After consulting again, they decided they needed to look at the computer. In Miami.

Good things:

  1. The manufacturer is paying the shipping both ways. (It's not paying for packing, and of course I don't have the enormous original box any more.)
  2. When I almost dropped the machine as I transported it to FedEx Kinko's for packing and shipment and the wind whipped the prepaid label out of my hand and toward six lanes of traffic, a woman coming out of Kinko's stabilized the computer while I chased the label. (Not working = their problem. Broken = my problem.)
  3. When Kinko's didn't have the appropriate box (which they had described to me when I called ahead), one of the staffers helped me carry the computer back out to the car so I could take it to another Kinko's that they had called to be sure the right box was there. (The wind tried to remove the prepaid label AGAIN and take it out into the same six lanes of traffic . . . there has been a lot of gusty wind today.)
  4. Although the other Kinko's is in a construction zone that has limited most access routes, it was possible to get there.
  5. At the other Kinko's, another customer offered to hold the door for me when I carried the machine inside, so I didn't have to hit the handicapped access button with my foot as the staff suggested, and even closed the back of my car for me.
  6. The computer is no longer in my office and I trust that I will not be spending the next five days either on the phone with tech support or doing things to the computer so we can test the next thing during the next call.

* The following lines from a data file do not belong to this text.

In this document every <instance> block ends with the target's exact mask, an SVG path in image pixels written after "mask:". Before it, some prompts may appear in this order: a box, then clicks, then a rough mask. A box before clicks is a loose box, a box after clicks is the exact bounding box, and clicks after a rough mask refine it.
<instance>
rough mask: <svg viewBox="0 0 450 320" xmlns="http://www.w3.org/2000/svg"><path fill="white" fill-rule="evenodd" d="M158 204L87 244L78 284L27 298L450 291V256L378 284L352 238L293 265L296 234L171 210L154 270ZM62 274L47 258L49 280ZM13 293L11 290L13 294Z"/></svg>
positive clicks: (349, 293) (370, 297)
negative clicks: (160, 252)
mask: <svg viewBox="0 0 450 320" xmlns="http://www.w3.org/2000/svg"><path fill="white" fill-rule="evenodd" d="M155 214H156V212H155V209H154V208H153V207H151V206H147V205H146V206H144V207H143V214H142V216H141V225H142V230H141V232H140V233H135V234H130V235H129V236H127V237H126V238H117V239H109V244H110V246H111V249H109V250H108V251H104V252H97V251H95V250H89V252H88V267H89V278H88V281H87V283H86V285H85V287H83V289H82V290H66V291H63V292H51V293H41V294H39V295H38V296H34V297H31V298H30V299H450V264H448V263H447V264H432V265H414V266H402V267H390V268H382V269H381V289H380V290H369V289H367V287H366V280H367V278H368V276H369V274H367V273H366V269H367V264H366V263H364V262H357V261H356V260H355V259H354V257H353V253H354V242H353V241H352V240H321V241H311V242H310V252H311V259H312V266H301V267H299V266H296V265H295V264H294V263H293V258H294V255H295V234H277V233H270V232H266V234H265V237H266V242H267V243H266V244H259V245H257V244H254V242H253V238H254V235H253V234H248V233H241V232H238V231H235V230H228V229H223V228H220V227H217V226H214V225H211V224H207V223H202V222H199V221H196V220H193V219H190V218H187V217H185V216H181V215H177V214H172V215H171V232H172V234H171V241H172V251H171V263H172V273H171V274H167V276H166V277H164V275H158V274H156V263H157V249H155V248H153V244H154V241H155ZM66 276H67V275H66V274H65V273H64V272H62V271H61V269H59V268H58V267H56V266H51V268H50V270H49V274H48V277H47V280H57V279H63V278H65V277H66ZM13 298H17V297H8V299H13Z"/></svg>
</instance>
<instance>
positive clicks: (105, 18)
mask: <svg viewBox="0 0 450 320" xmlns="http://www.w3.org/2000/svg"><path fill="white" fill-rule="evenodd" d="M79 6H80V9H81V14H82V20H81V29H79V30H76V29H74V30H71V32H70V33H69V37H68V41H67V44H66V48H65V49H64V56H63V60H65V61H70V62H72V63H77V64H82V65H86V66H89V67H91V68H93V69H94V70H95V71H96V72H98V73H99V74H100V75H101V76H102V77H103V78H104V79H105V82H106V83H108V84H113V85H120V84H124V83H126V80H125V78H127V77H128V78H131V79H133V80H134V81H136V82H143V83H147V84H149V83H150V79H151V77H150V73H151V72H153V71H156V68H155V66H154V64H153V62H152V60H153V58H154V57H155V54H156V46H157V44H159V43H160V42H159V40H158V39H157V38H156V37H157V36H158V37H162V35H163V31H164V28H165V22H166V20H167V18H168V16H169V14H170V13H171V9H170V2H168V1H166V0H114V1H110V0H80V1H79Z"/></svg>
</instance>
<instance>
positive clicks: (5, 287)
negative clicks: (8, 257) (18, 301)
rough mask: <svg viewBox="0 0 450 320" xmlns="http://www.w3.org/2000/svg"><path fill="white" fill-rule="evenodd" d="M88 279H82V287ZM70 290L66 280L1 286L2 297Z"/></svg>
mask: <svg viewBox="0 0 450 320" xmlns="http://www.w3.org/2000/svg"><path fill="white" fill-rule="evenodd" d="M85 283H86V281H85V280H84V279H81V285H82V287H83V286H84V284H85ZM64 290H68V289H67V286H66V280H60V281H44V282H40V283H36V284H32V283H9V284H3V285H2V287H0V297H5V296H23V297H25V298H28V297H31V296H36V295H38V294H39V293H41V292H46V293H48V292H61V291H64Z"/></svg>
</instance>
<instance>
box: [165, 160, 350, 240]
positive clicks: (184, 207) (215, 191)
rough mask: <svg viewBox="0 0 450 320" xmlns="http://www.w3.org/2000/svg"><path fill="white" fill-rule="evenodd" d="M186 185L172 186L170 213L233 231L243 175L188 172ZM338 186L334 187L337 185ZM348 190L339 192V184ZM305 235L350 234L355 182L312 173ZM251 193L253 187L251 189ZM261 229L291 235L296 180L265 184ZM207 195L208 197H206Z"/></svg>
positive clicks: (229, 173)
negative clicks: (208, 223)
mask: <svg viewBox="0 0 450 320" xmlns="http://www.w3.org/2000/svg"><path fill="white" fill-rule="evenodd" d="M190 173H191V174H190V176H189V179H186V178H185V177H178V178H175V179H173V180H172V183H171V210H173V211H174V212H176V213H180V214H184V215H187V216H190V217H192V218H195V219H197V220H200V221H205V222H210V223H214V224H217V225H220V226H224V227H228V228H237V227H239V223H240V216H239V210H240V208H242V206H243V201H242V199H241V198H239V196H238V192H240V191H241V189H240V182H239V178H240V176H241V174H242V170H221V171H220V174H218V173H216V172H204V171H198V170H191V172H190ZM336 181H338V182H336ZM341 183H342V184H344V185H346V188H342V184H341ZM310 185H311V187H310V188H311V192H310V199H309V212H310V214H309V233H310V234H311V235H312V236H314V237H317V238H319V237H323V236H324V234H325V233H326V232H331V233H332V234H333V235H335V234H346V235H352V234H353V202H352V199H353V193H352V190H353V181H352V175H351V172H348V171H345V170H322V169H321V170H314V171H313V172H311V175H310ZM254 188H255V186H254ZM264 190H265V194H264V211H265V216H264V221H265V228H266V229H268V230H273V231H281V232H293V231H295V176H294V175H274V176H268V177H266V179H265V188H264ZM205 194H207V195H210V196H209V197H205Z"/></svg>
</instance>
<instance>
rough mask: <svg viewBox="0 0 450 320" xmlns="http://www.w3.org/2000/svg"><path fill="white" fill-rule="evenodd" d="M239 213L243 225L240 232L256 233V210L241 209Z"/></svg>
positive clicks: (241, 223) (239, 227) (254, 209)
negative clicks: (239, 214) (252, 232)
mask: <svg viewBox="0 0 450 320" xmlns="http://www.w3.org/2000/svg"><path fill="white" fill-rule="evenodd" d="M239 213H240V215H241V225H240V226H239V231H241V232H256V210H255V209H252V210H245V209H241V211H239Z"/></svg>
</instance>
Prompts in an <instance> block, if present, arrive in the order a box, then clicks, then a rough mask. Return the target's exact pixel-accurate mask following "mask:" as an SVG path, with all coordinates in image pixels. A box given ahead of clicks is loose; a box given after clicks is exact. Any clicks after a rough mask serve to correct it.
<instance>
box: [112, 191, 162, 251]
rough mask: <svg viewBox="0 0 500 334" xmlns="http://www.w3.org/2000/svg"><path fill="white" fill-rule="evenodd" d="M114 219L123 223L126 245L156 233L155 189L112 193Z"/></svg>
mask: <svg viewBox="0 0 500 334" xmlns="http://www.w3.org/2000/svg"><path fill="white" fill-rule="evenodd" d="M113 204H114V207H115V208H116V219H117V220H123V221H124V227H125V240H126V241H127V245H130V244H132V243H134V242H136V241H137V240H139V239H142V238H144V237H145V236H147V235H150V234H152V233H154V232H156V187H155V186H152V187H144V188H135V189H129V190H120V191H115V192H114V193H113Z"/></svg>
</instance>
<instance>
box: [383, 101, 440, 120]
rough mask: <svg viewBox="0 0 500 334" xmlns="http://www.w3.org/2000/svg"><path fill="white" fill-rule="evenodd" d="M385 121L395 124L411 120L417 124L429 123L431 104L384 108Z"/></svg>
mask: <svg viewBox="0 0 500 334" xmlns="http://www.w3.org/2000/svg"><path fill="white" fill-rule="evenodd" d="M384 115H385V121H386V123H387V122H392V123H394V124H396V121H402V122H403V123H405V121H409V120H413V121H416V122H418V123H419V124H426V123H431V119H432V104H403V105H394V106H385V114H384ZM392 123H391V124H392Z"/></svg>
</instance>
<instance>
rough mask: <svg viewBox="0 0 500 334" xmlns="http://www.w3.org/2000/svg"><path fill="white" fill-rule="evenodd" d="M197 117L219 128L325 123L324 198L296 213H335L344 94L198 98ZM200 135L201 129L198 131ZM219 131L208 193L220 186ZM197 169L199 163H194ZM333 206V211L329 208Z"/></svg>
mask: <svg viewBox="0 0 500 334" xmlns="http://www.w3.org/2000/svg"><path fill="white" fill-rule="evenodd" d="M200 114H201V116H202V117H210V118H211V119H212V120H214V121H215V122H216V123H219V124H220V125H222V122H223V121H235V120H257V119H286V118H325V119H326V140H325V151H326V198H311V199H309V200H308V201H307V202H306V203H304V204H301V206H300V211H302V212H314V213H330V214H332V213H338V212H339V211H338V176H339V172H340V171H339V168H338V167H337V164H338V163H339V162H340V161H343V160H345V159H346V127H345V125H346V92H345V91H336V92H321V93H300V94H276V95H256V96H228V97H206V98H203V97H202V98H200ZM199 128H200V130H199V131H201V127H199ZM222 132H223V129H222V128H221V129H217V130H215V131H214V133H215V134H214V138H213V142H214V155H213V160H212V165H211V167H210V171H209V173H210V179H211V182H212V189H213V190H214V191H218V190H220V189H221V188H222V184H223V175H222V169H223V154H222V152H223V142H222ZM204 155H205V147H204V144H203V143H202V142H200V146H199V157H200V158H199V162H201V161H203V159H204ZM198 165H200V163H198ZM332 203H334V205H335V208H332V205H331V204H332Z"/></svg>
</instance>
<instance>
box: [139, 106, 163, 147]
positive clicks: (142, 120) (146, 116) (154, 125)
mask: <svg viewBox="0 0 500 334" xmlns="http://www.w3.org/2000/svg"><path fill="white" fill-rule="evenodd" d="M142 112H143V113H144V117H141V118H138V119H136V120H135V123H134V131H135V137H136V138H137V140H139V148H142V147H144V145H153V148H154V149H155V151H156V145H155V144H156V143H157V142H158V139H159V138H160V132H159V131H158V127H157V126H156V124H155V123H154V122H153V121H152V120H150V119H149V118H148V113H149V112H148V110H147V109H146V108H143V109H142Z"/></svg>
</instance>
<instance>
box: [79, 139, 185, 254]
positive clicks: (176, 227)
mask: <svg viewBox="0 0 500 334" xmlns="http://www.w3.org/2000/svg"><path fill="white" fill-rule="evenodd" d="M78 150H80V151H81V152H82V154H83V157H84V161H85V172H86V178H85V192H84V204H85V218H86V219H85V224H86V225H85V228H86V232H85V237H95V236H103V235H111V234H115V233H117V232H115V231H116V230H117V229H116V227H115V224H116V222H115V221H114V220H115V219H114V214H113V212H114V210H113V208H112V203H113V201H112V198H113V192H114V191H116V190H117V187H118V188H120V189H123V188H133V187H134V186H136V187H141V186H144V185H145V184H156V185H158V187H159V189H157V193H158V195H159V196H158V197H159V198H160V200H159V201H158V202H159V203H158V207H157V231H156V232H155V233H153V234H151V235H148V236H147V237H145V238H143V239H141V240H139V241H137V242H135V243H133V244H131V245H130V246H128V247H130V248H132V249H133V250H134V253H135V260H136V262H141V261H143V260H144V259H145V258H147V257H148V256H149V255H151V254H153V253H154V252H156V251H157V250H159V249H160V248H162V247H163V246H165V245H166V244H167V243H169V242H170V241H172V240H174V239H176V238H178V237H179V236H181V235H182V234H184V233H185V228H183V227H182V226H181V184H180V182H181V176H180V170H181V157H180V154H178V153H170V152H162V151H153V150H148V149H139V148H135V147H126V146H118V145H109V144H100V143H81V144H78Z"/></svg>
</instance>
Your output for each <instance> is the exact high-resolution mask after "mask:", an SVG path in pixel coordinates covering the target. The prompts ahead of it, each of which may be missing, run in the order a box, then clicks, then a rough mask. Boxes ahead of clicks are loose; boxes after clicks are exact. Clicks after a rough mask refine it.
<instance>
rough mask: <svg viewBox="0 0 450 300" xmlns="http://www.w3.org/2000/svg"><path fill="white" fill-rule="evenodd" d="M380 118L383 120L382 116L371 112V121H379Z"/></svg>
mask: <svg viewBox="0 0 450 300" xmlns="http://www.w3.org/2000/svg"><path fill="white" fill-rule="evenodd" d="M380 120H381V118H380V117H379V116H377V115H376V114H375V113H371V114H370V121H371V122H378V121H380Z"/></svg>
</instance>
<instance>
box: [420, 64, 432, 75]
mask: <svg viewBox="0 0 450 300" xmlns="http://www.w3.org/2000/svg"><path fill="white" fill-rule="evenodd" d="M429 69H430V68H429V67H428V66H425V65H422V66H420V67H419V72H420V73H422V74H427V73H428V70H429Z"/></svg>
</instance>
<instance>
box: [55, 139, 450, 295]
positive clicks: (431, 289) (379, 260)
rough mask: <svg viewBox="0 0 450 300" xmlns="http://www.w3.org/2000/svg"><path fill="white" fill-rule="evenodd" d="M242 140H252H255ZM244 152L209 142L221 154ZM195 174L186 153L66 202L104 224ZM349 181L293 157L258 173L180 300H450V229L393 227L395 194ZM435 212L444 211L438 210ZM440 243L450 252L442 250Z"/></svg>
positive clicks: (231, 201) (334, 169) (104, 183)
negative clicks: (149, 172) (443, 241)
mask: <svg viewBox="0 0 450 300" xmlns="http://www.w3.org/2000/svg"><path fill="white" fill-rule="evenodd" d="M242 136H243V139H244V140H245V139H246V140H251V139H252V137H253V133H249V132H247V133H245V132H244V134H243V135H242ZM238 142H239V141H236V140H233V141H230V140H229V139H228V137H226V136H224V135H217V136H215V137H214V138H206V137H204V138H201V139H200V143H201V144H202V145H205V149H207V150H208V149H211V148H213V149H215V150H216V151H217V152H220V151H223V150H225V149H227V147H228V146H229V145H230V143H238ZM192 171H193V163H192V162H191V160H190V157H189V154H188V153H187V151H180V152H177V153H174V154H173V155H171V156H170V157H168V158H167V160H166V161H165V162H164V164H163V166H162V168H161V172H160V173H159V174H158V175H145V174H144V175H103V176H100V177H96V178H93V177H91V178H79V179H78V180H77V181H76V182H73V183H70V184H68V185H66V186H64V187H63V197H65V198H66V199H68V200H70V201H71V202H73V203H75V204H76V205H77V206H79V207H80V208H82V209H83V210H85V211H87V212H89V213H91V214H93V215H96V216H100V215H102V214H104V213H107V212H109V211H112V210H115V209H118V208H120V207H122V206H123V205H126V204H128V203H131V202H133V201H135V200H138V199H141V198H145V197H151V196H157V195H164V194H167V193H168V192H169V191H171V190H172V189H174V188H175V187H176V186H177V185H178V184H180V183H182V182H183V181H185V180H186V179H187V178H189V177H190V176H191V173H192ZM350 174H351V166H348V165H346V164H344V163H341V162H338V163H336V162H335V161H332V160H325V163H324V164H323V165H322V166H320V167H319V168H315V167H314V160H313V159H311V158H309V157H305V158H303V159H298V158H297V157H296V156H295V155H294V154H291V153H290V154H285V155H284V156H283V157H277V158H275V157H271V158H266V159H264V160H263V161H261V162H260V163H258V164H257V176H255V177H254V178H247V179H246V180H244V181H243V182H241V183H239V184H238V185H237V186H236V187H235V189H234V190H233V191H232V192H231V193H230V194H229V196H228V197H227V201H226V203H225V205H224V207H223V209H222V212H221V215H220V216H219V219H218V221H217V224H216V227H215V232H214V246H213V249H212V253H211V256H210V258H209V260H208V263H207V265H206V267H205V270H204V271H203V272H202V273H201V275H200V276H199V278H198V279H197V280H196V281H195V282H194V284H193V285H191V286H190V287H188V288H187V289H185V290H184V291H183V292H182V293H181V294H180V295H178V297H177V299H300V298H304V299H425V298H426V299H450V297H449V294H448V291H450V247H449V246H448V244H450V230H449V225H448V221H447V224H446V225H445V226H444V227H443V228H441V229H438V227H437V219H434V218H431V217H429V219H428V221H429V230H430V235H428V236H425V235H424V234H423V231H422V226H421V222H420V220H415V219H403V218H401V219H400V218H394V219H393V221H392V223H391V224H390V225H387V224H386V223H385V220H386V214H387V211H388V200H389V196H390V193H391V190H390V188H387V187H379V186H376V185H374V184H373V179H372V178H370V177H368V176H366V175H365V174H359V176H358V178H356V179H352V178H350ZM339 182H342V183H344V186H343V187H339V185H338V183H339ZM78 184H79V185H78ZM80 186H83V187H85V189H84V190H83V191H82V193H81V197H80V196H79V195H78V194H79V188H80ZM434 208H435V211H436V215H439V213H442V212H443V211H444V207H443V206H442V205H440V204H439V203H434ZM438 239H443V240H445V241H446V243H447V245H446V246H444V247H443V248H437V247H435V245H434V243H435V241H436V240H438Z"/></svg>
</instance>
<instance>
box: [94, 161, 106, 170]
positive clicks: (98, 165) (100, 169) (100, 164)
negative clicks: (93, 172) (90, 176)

These are all very good things.

Now. Can I get done what I need to get done in the next almost-two-weeks with a seven-year-old computer onto which I can't load my most important software? Or can I figure out how to get a substitute computer in here and properly configured?

Things I will have to do without until I answer those questions:

  •     Adobe InDesign CS2
  •     Adobe Photoshop CS2
  •     Adobe Illustrator CS2
  •     Adobe Acrobat CS2
  •     Quickbooks Pro
  •     AnyBook (publishing order- and inventory-management software)

I can probably install on the old computer:

  •     Remote-access software and security keys for checking distributor's inventory
  •     Sweater Wizard
  •     Knit Visualizer
  •     Old version of Photoshop (ah! there's a cheerful thought! I still have the old version . . . maybe I can do pictures! . . . I have GIMP, but I don't find it easy to use for my routine tasks)

The old machine already runs Microsoft Office 2003, so I haven't lost that. I'll need to move the laser printer back onto to the old system, though.

Anybody who has an IT department that does its job well, this is what those folks are saving you from. You might want to bring them flowers or chocolate or something.

I look forward to being able to talk about knitting and publishing and fun things again.